A tribute to PostgreSQL 10
The last release of PostgreSQL 10 took place on Nov 10, 2022. While there are many articles on the new and exciting features in PostgreSQL, I thought this would be a good time to reflect on the impact of PostgreSQL 10.
PostgreSQL 10 had a lot of firsts. It was the first PostgreSQL release to have the two digit numbering scheme (PostgreSQL 10 vs. PostgreSQL 9.6). It was the first release with logical replication, declarative partitioning, and SCRAM.
The PostgreSQL 10 release also had personal significance. The release announcement was the first major version release where I helped to assemble the different pieces. This involved reading through the release notes, asking developers what exactly they built, iterating through the content of the release with the community, and working with our international community to localize and translate the content (and if you are interested in helping with any of this process, reach out to me!).

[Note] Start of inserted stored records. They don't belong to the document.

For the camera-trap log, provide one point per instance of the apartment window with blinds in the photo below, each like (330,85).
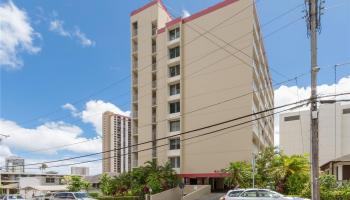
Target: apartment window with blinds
(346,111)
(174,107)
(175,162)
(174,89)
(174,70)
(174,126)
(174,144)
(174,34)
(174,52)
(292,118)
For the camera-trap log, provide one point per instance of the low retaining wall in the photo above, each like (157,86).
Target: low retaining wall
(197,191)
(172,194)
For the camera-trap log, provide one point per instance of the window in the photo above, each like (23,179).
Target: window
(174,89)
(175,162)
(346,111)
(292,118)
(174,52)
(250,193)
(174,107)
(174,34)
(174,70)
(174,143)
(174,125)
(50,180)
(235,193)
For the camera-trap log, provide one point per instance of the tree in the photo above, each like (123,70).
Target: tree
(43,167)
(76,183)
(106,184)
(240,175)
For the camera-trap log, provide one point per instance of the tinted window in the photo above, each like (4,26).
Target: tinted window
(251,193)
(234,193)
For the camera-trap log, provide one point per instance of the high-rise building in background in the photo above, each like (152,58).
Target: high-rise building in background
(190,72)
(334,132)
(14,164)
(116,143)
(80,171)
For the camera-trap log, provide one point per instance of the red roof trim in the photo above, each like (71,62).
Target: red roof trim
(196,15)
(161,30)
(173,22)
(149,5)
(205,175)
(209,10)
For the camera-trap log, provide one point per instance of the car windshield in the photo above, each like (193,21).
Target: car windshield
(81,195)
(235,193)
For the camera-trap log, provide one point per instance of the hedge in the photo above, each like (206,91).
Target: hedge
(119,198)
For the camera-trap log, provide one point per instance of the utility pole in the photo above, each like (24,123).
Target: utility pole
(313,21)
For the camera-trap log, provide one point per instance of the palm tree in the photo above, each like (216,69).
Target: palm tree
(43,167)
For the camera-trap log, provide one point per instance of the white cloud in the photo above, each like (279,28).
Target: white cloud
(46,136)
(185,13)
(93,113)
(84,41)
(56,26)
(16,35)
(286,95)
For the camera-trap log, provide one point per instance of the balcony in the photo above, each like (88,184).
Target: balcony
(154,67)
(154,84)
(134,115)
(154,101)
(154,49)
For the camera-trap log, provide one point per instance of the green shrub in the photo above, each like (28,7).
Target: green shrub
(119,198)
(94,194)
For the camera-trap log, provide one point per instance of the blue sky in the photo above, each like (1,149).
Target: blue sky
(84,47)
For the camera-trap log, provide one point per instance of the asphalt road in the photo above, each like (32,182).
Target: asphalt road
(212,196)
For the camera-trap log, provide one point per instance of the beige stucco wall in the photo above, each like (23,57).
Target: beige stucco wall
(209,74)
(331,145)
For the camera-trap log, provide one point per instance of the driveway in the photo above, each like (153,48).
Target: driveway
(212,196)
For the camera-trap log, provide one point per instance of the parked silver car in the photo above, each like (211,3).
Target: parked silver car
(11,197)
(72,196)
(256,194)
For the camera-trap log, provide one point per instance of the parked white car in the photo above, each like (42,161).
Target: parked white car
(256,194)
(11,197)
(72,196)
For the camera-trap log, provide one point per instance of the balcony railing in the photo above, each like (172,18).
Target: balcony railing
(154,84)
(154,66)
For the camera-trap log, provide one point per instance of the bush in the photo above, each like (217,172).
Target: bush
(119,198)
(94,194)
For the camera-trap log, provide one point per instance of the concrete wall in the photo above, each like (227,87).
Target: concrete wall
(172,194)
(334,132)
(202,190)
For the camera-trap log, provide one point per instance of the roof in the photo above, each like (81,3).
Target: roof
(153,2)
(198,14)
(345,158)
(47,188)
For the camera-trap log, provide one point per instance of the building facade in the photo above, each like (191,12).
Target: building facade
(80,171)
(181,69)
(14,164)
(116,143)
(334,132)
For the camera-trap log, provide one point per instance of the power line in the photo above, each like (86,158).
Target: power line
(190,131)
(200,135)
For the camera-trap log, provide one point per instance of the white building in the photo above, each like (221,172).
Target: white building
(14,164)
(334,132)
(80,171)
(116,142)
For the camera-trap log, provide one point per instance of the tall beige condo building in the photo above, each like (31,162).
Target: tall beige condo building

As we are now at the final release of PostgreSQL 10, I wanted to take a moment to memorialize this release and review the lasting impact it has had on the project and how people run their database workloads on PostgreSQL.
What’s in a number? Moving from X.Y.Z => X.Y
One of the hardest problems in computer science is naming things. There is a corollary that versioning is a close second. There are a variety of reasons why PostgreSQL moved from a
X.Y.Z versioning scheme to a
X.Y, but one that stood out to me was around the clarity of upgrading. It is easier to explain the upgrade jump between a “10” and “11” than a “9.5” and “9.6”. It also help remove the terms like “PostgreSQL 9” from the lexicon, especially given the huge feature difference between 9.0 and 9.6.
It did take some time to propagate information for how this worked – for years the release announcements included guidance on the new numbering scheme. Of everything in the PostgreSQL 10 release, this is arguably the most impactful change simply based on how it made people talk about PostgreSQL.
Parallelize “all the things!”
PostgreSQL 9.6 was the first release to introduce parallel query, or the ability to have multiple workers simultaneously retrieve data. PostgreSQL 10 greatly built on this functionality and added many more parallel operations.
What I found amazing about this functionality was its immediate impact upon upgrading. Where I was working at the time, I had our production OLTP workload running PostgreSQL 9.4. I began profiling our workload against a PostgreSQL 10 instance, and just with upgrading, I saw a 2.5x speedup over our entire workload. When I drilled into it further, I observed that the parallel query work was a big driver of this.
There have been a lot of enhancements since PostgreSQL 10 that have made similar “just upgrade to get big performance improvements”, whether it is around indexing, concurrency management, or query performance optimizations. But I distinctly remember how impressed I was that I could update to PostgreSQL 10 and observe a site-wide performance improvement with minimal tuning.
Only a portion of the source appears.